So does anybody know what type of media the synthetic stratapore media is? I am quite sure its not chopped new paper as my friend ralph said it is. but would it fall into the category you guys are talking about above?

and yes gary thats helps me see the hydraulics involved in the venturi. Still waiting on specs from fleetguard so we'll see. I am waiting to rack up the mile on my truck so I can hack that filter apart and so I can pull my first oil sample for anylasis.
 
oops I misquoted Ralph he was talking about the bypass filter media being chopped newpaper. sorry ralph. I am not joking either. I am not picking a fight with ralph if he is still checking this thread.
 
Fleetguard uses chopped newspapers in their best filter, the LF-750. Wix, Lubrafiner and probably others also use chopped newspapers in their 750 elements. Using a full flow filter with a tiny bypass element in it is similar to using a single TP filter on a 750 HP Cat engine. It will clog in an hr or so and your bypass and full flow filter will suddenly be a straight full flow filter.

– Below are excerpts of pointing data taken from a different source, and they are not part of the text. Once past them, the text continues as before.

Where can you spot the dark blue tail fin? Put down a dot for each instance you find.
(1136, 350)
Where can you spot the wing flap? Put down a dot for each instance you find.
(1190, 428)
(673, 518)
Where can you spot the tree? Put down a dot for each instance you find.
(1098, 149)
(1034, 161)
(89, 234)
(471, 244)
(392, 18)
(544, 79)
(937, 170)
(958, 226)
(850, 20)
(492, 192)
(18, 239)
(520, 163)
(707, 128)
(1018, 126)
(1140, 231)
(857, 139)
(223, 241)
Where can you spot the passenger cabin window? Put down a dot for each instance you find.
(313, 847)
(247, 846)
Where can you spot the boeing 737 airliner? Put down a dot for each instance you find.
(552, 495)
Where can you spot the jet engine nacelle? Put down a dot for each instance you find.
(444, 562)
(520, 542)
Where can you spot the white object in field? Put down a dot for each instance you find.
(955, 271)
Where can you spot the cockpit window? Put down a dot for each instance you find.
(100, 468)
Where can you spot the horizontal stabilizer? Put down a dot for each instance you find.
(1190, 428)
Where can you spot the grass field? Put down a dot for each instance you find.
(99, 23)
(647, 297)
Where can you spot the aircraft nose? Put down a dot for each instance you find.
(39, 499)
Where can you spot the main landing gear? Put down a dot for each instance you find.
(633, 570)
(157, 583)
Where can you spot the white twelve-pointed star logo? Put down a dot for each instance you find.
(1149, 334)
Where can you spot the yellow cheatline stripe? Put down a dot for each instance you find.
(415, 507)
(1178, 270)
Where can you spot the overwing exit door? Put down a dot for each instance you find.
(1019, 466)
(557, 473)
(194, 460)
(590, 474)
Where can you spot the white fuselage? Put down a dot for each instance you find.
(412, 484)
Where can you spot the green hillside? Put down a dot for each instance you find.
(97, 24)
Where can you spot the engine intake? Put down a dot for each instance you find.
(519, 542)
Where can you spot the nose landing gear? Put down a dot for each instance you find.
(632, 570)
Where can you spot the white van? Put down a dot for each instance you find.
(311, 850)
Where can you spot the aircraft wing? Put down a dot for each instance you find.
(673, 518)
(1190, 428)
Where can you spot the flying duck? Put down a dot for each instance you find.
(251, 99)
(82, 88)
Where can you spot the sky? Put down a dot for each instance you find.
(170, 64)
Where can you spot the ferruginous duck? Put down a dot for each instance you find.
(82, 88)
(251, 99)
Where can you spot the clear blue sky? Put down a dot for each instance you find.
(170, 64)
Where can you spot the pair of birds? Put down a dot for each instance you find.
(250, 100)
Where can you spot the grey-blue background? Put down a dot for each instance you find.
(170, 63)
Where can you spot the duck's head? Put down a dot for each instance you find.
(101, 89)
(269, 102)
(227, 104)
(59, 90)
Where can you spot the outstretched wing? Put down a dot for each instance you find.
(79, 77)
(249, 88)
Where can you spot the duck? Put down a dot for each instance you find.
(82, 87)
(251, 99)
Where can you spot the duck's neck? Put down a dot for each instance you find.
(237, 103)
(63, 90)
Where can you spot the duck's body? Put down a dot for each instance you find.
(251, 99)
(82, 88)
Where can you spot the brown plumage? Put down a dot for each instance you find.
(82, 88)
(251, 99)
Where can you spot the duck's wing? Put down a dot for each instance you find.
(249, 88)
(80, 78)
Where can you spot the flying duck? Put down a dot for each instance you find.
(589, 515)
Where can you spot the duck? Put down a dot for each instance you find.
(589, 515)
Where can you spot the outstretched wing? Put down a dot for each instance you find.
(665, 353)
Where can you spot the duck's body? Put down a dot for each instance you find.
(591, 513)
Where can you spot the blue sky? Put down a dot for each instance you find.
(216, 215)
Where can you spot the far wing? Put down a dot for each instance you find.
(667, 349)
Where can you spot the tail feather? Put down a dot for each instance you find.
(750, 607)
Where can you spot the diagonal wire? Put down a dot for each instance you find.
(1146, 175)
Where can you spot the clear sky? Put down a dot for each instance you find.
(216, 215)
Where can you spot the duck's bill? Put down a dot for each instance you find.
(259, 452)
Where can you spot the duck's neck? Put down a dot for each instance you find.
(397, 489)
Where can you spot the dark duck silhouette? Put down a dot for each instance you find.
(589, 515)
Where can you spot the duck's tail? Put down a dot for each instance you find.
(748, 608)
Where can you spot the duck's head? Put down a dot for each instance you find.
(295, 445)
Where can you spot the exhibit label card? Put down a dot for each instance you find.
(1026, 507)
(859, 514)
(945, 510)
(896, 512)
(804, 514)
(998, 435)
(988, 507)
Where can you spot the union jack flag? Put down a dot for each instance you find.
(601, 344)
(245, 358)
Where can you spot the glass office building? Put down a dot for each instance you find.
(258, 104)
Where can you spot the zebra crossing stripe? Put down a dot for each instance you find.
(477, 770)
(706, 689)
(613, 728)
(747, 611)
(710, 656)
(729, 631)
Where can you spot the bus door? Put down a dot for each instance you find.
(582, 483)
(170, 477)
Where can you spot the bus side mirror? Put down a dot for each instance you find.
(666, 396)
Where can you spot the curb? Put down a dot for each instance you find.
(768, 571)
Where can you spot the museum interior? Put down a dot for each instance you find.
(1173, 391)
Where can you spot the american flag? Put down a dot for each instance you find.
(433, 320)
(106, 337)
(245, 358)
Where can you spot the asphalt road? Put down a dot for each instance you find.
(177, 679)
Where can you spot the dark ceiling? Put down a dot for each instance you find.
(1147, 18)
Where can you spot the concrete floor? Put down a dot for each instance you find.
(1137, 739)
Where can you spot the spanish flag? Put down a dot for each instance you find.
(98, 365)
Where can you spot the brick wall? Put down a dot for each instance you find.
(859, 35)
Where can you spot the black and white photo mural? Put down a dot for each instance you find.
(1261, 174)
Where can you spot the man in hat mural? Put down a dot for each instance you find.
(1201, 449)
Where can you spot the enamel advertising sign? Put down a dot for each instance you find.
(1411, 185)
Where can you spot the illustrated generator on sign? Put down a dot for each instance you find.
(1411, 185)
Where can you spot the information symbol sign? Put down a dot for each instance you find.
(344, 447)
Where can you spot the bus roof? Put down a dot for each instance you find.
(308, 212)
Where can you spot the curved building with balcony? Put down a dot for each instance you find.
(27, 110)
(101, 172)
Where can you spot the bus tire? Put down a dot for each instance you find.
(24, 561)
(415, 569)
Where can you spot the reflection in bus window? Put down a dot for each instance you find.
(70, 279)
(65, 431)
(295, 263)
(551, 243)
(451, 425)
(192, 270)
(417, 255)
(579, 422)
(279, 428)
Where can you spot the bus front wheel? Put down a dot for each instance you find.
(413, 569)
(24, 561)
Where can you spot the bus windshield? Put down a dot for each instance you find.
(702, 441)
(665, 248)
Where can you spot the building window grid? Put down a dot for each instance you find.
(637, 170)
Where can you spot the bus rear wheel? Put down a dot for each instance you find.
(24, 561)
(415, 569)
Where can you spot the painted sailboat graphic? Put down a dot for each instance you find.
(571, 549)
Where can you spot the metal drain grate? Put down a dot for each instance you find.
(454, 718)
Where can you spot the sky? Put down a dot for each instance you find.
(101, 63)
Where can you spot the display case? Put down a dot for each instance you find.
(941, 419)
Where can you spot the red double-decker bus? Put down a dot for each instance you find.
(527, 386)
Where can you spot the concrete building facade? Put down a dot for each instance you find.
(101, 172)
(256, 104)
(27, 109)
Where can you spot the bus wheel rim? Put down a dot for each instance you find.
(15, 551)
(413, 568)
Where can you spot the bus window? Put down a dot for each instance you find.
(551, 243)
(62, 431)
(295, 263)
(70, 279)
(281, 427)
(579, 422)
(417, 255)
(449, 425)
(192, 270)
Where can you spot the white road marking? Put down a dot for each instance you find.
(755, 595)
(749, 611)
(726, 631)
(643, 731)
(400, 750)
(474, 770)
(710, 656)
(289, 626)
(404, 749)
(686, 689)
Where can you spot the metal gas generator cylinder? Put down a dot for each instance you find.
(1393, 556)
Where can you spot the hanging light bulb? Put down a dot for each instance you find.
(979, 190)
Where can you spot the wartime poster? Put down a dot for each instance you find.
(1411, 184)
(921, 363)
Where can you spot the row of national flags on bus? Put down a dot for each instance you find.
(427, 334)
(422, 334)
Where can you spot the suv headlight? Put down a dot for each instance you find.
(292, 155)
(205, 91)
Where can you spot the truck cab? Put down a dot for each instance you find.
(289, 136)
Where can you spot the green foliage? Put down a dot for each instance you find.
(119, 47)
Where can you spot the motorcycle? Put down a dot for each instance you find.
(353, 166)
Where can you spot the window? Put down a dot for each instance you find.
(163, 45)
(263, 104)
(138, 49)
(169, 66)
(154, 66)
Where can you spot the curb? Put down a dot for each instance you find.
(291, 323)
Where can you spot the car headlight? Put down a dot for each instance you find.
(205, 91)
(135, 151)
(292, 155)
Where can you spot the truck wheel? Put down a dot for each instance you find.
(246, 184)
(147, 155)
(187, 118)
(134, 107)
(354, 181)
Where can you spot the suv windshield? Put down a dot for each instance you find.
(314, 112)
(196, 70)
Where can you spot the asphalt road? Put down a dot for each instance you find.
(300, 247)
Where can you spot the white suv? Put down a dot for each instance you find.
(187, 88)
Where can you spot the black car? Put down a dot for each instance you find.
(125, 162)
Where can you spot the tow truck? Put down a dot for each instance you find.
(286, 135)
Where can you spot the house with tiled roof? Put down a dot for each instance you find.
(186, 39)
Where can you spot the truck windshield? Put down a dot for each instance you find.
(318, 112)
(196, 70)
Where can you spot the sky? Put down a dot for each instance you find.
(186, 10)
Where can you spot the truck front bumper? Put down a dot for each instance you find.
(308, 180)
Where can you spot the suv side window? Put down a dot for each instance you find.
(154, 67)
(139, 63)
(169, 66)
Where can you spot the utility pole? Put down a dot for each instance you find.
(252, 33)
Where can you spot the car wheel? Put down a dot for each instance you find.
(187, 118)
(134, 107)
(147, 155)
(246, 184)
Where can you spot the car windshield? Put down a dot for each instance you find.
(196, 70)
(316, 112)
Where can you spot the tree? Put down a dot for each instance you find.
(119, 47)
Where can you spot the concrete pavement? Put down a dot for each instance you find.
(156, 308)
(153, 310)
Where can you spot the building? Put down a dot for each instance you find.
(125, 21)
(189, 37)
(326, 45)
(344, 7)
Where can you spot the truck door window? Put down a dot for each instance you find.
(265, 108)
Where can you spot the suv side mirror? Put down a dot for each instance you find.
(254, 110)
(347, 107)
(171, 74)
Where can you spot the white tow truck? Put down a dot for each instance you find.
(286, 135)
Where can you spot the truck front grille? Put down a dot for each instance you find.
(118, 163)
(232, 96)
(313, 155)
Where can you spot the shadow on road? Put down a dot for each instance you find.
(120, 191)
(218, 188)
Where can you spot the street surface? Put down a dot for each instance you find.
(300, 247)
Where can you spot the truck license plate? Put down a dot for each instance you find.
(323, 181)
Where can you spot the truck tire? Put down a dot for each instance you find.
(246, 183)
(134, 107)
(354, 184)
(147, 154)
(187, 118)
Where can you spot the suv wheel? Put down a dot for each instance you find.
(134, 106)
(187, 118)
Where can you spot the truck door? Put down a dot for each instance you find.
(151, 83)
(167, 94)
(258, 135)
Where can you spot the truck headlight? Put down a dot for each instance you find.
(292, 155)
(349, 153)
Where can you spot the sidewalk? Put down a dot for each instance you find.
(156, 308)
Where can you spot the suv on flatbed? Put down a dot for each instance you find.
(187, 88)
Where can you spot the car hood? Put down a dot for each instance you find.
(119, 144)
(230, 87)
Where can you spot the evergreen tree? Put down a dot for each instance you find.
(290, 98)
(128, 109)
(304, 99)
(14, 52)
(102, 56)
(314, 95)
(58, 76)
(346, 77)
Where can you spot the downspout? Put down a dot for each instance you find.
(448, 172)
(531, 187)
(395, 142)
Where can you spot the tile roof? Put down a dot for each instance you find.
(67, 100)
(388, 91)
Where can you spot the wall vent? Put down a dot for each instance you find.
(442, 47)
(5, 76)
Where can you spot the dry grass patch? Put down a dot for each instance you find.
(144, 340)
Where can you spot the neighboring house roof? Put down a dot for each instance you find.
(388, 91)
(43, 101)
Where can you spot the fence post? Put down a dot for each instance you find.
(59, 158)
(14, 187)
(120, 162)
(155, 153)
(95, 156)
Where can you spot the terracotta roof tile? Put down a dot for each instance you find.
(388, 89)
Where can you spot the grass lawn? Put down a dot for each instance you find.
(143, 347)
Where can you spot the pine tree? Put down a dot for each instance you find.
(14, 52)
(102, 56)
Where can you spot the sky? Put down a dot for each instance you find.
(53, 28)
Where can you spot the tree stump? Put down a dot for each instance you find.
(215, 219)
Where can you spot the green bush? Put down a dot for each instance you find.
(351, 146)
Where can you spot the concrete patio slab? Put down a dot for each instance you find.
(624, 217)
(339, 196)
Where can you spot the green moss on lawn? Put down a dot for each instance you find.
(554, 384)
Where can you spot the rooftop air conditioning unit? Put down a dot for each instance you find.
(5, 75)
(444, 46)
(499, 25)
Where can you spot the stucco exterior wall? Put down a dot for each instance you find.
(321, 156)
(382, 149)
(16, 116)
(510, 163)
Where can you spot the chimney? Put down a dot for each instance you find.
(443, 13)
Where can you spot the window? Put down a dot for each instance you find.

I take the Fleetguard LF-750's and convert them to take Scott Center pull paper towels because I am a TP guy and the Scott Center pull paper towels are very similar to TP. You can probably buy the stock newspaper elements down at O'Reilly's cheaper than I can get two rolls of the Scott Center pull paper towels. Like the Scott TP the Center pull paper towels are submicronic.